As I noted in this piece from last December, in my teenage years I often had front row seats for gigs at the Hammersmith Odeon. By the age of 15 I had moved on to smaller venues and venues without seating, from tiny pubs and clubs to places like the Lyceum and the Roundhouse. The last time that a group of us were gathered at the front of the stalls for an old-style heavy rock gig at the Odeon was a few weeks before our O-Levels: Black Sabbath supported by Van Halen.
I hadn’t been to the Odeon for a few months but had been to the Roundhouse in Chalk Farm, the Rainbow in Finsbury Park and the Marquee in Wardour Street a few times, seeing bands like Blondie, Generation X and Buzzcocks. That spring there were semi-secret gigs by the Kinks at the Roundhouse and Tom Petty & the Hearbreakers at the Marquee, and the Damned played the first of their Farewell Gigs at the Rainbow. My listening habits had changed. I wasn’t listening to Black Sabbath and Led Zeppelin so much. John Peel on Radio 1 was my radio show of choice, rather than Tommy Vance or Nicky Horne on Capital Radio.

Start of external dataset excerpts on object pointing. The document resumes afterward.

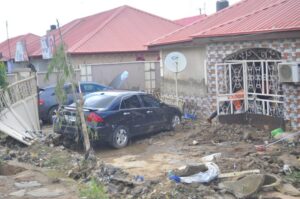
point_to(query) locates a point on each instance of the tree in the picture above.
(65, 72)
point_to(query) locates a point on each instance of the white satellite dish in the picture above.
(175, 62)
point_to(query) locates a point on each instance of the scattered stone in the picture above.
(189, 170)
(45, 193)
(30, 184)
(195, 142)
(19, 194)
(288, 189)
(244, 187)
(290, 160)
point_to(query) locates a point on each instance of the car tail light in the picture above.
(41, 102)
(93, 117)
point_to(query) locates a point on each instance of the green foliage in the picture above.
(3, 78)
(59, 65)
(93, 191)
(293, 177)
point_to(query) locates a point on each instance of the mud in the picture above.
(141, 169)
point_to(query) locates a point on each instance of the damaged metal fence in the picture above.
(19, 111)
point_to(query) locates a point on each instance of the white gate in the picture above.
(260, 81)
(19, 111)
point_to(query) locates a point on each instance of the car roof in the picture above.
(81, 82)
(119, 92)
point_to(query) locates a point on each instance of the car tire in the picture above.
(51, 112)
(120, 137)
(174, 122)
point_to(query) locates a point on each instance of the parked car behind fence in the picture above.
(116, 116)
(48, 103)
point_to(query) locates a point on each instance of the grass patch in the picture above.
(293, 177)
(93, 190)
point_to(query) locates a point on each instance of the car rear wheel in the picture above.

I traded in my Genesis records to buy debut albums by little-known bands who would never reach the top 20. I never traded in my Sabbath albums and still had a soft spot for them.
It was a hot day. We were off school in that pre-exam time and the venue was hotter than I was used to. I realize now that most of the gigs I had been to at the Odeon were in the autumn and winter. I had seen Sabbath twice the previous year, in February. We all went in our winter coats and kept them on for both gigs. This one was different. By the end of it we were all covered in sweat, deafened, blinded by the stage lights. This was the classic Black Sabbath line-up, the original quartet with Ozzy Osbourne on vocals. When he wasn’t singing Ozzy would regularly drink from a large Evian bottle.
When it was all over and the house lights were up I noticed that the bottle of Evian was still there. A team of roadies was clearing the stage. I went up to one of them and asked for the bottle of water. He wasn’t sure. He asked another roadie who went up to someone else who clearly wasn’t a roadie. It was Harvey Goldsmith, the promoter who would go on to promote Live Aid a few years later. The roadie pointed and Goldsmith looked towards me. I made gestures to indicate that I wanted the bottle of water. He motioned for me to climb up on the stage and get the bottle myself. I did. I stood on the stage of the Hammersmith Odeon, ten minutes after the band had finished their set, and looked out at the departing crowd. I swigged from the bottle of Evian until it was empty. It was lukewarm water, I’m sure it was. Knowing what I now know, draining the bottle that Ozzy had just been drinking from could have been the most dangerous thing I had ever done. As things stand, more than three decades later, it’s still the only time I’ve shared a drink with Ozzy Osbourne.